The above code pulls out all the hyperlinks on the page.


/wiki/Wikipedia:Protection_policy#semi
#mw-head
#p-search
/wiki/Kevin_Bacon_(disambiguation)
/wiki/File:Kevin_Bacon_SDCC_2014.jpg
/wiki/San_Diego_Comic-Con
/wiki/Philadelphia
/wiki/Pennsylvania
/wiki/Kyra_Sedgwick

First of all, the extracted URL may have some duplicates

Secondly, there are some URL that we don't need, such as sidebar, header, footer, directory bar links, and so on.

Therefore, we can observe that all the links to the entry page have three characteristics:

They're all in the div tag where id is bodyContent The URL link does not contain a colon URL links are all relative paths that start with /wiki/ (also crawling to full absolute paths that start with http)


from urllib2 import urlopen
from bs4 import BeautifulSoup
import datetime
import random
import re

pages = set()
random.seed(datetime.datetime.now())
def getLinks(articleUrl):
  html = urlopen("http://en.wikipedia.org"+articleUrl)
  bsObj = BeautifulSoup(html, "html.parser")
  return bsObj.find("div", {"id":"bodyContent"}).findAll("a", href=re.compile("^(/wiki/)((?!:).)*$"))

links = getLinks("/wiki/Kevin_Bacon")
while len(links) > 0:
  newArticle = links[random.randint(0, len(links)-1)].attrs["href"]
  if newArticle not in pages:
    print(newArticle)
    pages.add(newArticle)
    links = getLinks(newArticle)

Where the parameter of getLinks is /wiki/ < The name of the entry > , and get the URL of the page by merging it with the absolute path of wikipedia. All URL pointing to other terms are captured through regular expressions and returned to the main function.

The main function calls the recursive getlinks and randomly accesses an unused URL until it runs out of entries or stops.
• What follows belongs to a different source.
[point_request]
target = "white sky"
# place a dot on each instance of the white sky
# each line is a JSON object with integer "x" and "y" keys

This code can grab the entire wikipedia


from urllib.request import urlopen
from bs4 import BeautifulSoup
import re

pages = set()
def getLinks(pageUrl):
  global pages
  html = urlopen("http://en.wikipedia.org"+pageUrl)
  bsObj = BeautifulSoup(html, "html.parser")
  try:
    print(bsObj.h1.get_text())
    print(bsObj.find(id ="mw-content-text").findAll("p")[0])
    print(bsObj.find(id="ca-edit").find("span").find("a").attrs['href'])
  except AttributeError:
    print("This page is missing something! No worries though!")

  for link in bsObj.findAll("a", href=re.compile("^(/wiki/)")):
    if 'href' in link.attrs:
      if link.attrs['href'] not in pages:
        #We have encountered a new page
        newPage = link.attrs['href']
        print("----------------\n"+newPage)
        pages.add(newPage)
        getLinks(newPage)
getLinks("")

1 generally speaking, the recursion limit for Python is 1000, so you need to set a large recursion counter artificially, or use some other means to keep the code running after 1000 iterations.

Thank you for reading, I hope to help you, thank you for your support of this site!